In other ways, however, an Inquiry's public hearings are quite different from a Court case.  The key difference is that there are not two "sides": it is not a case of prosecution versus defence (and, in healthcare Inquiries, it certainly should not be doctors versus patients).  No one is "on trial" and, though Inquiries can and do criticise individuals in their final reports, it is not their job to find people guilty of specified offences.  The responsibility of an Inquiry is to get to the bottom of what happened in a certain event or series of events (in legal terms, we say that an Inquiry's hearings are "inquisitorial" rather than "adversarial").

Commonly, the questioning of witnesses is carried out by barristers ("Counsel") who are employed to represent the Inquiry itself.  This contrasts with a trial, where one side's lawyers are allowed to question the other side's witnesses.  At an Inquiry, interested parties are often allowed legal representation, but they are not expected to intervene in the gathering of evidence.  This means that, in a healthcare Inquiry, doctors and patients may well have lawyers present, but those lawyers will probably not be allowed to ask their own questions: they are only there to protect their clients' interests, and to help the Inquiry's own lawyers to ask the most fruitful questions.  Some people complain that this makes Inquiries a "blunt instrument", and suggest that the more aggressive setting of a Courtroom is better suited to exposing the truth.

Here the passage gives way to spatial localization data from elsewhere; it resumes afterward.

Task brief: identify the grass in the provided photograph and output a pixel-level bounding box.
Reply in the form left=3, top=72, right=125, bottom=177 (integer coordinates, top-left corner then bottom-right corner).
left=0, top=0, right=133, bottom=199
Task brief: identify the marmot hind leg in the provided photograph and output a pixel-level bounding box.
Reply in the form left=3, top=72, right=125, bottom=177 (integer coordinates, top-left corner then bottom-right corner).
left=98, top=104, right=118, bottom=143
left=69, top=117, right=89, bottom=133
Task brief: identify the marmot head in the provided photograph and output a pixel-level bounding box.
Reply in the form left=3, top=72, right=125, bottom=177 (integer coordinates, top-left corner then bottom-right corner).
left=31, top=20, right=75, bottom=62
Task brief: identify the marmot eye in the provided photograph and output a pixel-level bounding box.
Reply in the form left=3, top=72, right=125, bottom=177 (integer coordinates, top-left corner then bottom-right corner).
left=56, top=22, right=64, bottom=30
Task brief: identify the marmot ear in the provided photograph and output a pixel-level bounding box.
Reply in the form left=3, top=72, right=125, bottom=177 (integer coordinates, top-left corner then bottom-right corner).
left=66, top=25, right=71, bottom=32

These days, Public Inquiries take great advantage of the Internet, in fulfilling their duty to keep their investigations accessible and open.  Inquiries have websites that contain transcripts of hearings, written witness statements, copies of documents that have been considered, expert reports that have been commissioned, and information about the Inquiry's procedures.  Once an Inquiry has concluded, the website is usually left in place, with the panel's final report available, along with any extra documentation they have produced.  This ensures that the Inquiry's investigation remains in the public domain, even long after it has come to an end.

The parties who are the subject of an Inquiry (in a healthcare setting, this will include patients, doctors, hospital management, etc.) are often provided with funding to organise their contributions to the process, and to meet their lawyers' fees.  This money comes from the Inquiry's central budget.  Where patients are concerned, funding will almost always be provided through a group (this may well be the group that campaigned for the Inquiry in the first place).  It is up to the elected officials of the group to manage the budget, to appoint lawyers and, so far as possible, to make sure that its members' interests are considered throughout the process.

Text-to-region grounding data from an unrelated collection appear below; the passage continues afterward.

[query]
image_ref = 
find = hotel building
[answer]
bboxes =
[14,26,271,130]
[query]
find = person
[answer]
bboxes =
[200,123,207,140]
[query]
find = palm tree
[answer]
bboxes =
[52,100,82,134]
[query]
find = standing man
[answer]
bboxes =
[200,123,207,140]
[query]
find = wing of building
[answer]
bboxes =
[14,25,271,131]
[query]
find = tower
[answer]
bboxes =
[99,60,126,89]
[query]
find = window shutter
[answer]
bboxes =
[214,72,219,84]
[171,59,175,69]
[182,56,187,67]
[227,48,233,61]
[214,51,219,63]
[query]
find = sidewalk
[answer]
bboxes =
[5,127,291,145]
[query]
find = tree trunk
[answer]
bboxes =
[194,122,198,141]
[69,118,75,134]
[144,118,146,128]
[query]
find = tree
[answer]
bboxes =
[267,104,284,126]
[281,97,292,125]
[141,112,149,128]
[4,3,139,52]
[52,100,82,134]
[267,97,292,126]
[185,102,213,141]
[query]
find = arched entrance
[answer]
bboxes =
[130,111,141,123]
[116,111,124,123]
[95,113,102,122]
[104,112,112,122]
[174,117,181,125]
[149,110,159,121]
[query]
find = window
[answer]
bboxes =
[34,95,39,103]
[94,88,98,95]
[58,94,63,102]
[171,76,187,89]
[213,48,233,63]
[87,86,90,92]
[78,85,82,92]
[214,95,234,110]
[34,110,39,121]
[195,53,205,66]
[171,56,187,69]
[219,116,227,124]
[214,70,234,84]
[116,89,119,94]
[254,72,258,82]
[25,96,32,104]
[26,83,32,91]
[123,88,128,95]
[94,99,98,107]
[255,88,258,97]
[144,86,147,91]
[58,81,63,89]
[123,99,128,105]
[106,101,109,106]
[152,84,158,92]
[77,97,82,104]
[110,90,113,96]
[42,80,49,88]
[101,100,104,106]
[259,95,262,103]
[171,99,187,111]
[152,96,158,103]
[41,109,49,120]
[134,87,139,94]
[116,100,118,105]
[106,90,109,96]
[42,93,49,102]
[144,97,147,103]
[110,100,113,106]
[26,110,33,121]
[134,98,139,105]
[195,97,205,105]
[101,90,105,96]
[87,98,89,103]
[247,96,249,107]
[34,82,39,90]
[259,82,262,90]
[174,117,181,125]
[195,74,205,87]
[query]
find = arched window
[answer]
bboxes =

When Public Inquiries have heard all the evidence that they consider relevant, the Panel go away to draft a final report.  It can take many months for them to analyse all the evidence they have heard, reach conclusions, and provide recommendations.  The final report will be delivered to the authority that ordered the Inquiry (Parliament or the Health Secretary), and then it will be made public.  Usually, the evidence on which the Inquiry bases its findings will be made public at the same time.

When it has had the chance to consider the Inquiry's findings, the Department of Health issues a formal response to the report, detailing which recommendations it will be taking action on, and which recommendations it chooses not to accept.